MONITOR, Jakarta – Ketua Setara Institute Hendardi menilai gerakan #2019GantiPresiden merupakan aspirasi politik warga negara yang disuarakan di ruang-ruang terbuka. Tujuannya kata dia, jelas untuk mempengaruhi pilihan warga negara pada kontestasi politik pemilihan presiden 2019.
“Secara normatif, aspirasi tersebut merupakan hal biasa saja, bahkan penyampaiannya di muka umum merupakan hak yang dijamin oleh konstitusi,” kata Hendardi, dalam keterangan persnya, Senin (27/8).
Namun adanya pelarangan terhadap gerakan tersebut, dikatakan Hendardi, justru menunjukkan respon pemerintah terlihat sangat berlebihan dalam menyikapinya.
“Pelarangan yang berlebihan atas aksi tersebut, pada batas-batas tertentu bertentangan dengan semangat konstitusi dan demokrasi,” terangnya.
“Tindakan aparat keamanan yang melarang beberapa acara tersebut dapat dibenarkan, jika betul-betul terdapat alasan obyektif yang membenarkannya,” tambah Hendardi.
Diantara alasan-alasan obyektif yang dimaksud adalah, berkaitan dengan instabilitas keamanan, potensi pelanggaran hukum baik dalam terkait konten kampanye yang oleh beberapa pakar bisa dikualifikasi makar, pelanggaran hukum pemilu, khususnya larangan penyebaran kebencian dan permusuhan, maupun dalam konteks waktu kampanye.
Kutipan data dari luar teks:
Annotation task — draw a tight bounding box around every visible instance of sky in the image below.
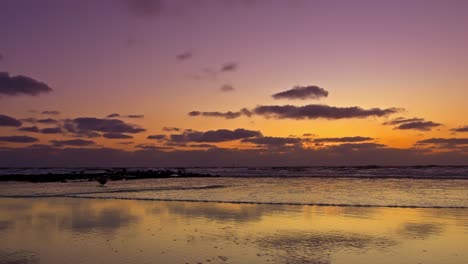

Hendardi menjelaskan, penggunaan alasan-alasan tersebut merupakan hak subyektif institusi keamanan yang bertolak dari analisis situasi dan potensi destruktif lainnya dan dibenarkan oleh UU 9/1998 dan peraturan turunannya.
“Sebagai hak subyektif, maka jika masyarakat tidak menerima langkah pembatalan, maka bisa mempersoalkannya melalui mekanisme hukum,” tegasnya.